Madrid 21. Estos días, cada jornada se apunta el Gobierno una victoria. Hoy, al atardecer, ha quedado abatida la resistencia que ofrecía en su acuartelamiento, del antiguo convento de los jesuitas de Gijón, el regimiento de Simancas. No digo que se ha rendido porque, según mis informes, no ha habido tal rendición. Los insurrectos, principalmente oficiales, con el cuartel envuelto en llamas desde hacía doce horas, siguieron defendiéndose dentro de un patio detrás de sacos terreros y murieron matando. Descubrámonos respetuosamente ante sus cadáveres.
Un mes largo ha durado el asedio de los que han sucumbido hoy y cuya defensa era punto menos que imposible desde que se rindió en cuartel inmediato el regimiento de Zapadores. Un mes en que no solo los combatientes, sino la población civil entera de Gijón, ha sufrido las torturas de una lucha espantosa en la cual los bombardeos del Almirante Cervera causaron víctimas inocentes y ocasionaron daños cuantiosos. Y estos estragos ¿para qué? Para sostener la resistencia de los que desde el momento de quedar sitiados estaban perdidos.
Entre las primeras noticias que llegan del asalto al cuartel hay una espeluznante, la de que los asaltantes hallaron amarrado en escondido calabozo el cadáver de un capitán, único oficial que se negó a secundar la sublevación. Sus compañeros, por lo visto, le sacrificaron, pero estas notas han de ser comentario y no narración, y por eso voy a prescindir de todo relato detallado del suceso.
Simancas era una de las unidades de infantería mejor dotadas. [José María] Gil Robles, desde el Ministerio de la Guerra, puso especialísimo empeño en dotar magníficamente a estas fuerzas, cuyo armamento era copioso y moderno. El regimiento quedó hoy aniquilado. Probablemente entre la inmensa hoguera que desde las nueve de la mañana constituía el cuartel, se habrá destruido gran parte del material. Las continuas detonaciones que sonaban dentro parecían obedecer a la explosión de granadas y cajas de cartuchería; pero, aun así, algún armamento estará a salvo. En busca de él andan a estas horas quienes habiendo producido por la mañana el incendio se dedican afanosos por la noche a sofocarlo, a fin de que no se pierda todo el botín.

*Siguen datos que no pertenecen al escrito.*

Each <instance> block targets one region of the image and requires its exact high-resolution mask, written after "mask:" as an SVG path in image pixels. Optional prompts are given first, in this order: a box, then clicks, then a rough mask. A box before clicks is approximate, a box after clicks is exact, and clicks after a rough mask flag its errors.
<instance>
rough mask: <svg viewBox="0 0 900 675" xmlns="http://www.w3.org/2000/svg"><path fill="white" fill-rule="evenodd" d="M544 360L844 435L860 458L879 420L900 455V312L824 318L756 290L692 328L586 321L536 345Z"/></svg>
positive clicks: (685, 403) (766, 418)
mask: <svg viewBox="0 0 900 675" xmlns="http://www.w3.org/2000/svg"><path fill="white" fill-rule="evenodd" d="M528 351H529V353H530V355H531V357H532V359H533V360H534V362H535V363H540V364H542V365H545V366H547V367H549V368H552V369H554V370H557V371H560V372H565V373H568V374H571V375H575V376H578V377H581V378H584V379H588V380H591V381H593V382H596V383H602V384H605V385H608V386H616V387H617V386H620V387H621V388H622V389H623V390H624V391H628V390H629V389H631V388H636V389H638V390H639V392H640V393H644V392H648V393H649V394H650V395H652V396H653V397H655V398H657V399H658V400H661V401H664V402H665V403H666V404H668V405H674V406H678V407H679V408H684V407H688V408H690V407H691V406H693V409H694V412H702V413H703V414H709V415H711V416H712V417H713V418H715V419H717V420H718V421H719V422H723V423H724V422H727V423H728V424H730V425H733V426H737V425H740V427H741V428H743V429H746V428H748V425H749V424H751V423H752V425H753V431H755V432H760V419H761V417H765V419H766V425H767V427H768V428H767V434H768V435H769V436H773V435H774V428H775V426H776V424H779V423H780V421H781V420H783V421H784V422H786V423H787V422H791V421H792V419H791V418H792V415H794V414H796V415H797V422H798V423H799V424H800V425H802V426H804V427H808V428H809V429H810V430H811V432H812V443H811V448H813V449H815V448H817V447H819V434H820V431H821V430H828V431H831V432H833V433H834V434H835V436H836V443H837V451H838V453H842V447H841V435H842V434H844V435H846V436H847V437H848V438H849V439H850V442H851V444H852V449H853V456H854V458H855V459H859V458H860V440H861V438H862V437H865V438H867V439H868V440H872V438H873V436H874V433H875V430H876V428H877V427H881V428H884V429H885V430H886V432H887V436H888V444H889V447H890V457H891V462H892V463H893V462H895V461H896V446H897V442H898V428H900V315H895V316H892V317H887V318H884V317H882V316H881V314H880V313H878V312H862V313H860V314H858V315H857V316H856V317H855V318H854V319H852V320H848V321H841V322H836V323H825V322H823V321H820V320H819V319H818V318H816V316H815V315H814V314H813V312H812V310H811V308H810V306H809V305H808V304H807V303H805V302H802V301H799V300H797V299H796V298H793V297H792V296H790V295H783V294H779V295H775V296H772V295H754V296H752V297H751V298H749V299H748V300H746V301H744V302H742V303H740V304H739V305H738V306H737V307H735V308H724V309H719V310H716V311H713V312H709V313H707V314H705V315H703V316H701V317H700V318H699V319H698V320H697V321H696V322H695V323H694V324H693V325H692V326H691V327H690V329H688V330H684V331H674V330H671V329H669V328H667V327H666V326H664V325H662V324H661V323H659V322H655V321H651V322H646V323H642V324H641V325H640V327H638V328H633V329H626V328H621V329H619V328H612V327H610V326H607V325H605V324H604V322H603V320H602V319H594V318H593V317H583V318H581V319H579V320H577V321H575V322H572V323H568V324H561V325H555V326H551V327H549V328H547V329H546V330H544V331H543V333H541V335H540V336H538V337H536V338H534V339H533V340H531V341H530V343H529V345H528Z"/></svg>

Que se recoja mucho o poco armamento en el cuartel de Simancas es cosa secundaria. Lo importante es que extinguido ese foco el coronel Aranda está totalmente solo en Asturias, porque maldito si le sirve de compañía útil la pequeña columna que procedente de Galicia está embotellada por los mineros desde hace bastantes días en el difícil y sinuoso camino del puerto de La Espina. A estas tropas gallegas las cogerá inmovilizadas en aquel abrupto lugar la noticia de la rendición de Oviedo, como las habrá cogido hoy el mensaje del aniquilamiento de Simancas, y acaso su mando dé en meditar si no le sería más conveniente volver grupas en busca de sus, por ahora, plácidas guarniciones, en vez de intentar la prosecución de un avance notoriamente imposible. Para cortar el paso a esa columna y para cerrarlo a los núcleos mucho más insignificantes que asoman por Pajares y Leitariegos, los mineros necesitan poquísima gente. Se lo da todo hecho el terreno.
Destruidos los focos de la revuelta en Gijón, de cuyos cuarteles solo quedan escombros, el esfuerzo del proletariado asturiano, que con tanta cautela ha sabido contener sus impaciencias, se concentrará sobre Oviedo. ¿Habrá allí también una resistencia a la desesperada, o se rendirá Aranda perdida toda esperanza de socorro? Serán pocos los días que falten para trocar el apretado cerco en furioso ataque si el coronel no se rinde, y entrarán en juego la artillería, la aviación y esa arma terrible que es la dinámica en manos de los mineros, que la encienden con sus pitillos como si se tratara de cohetes de romería. ¿Habrá también en Oviedo otro derroche de heroísmo inútil? Pronto vamos a verlo.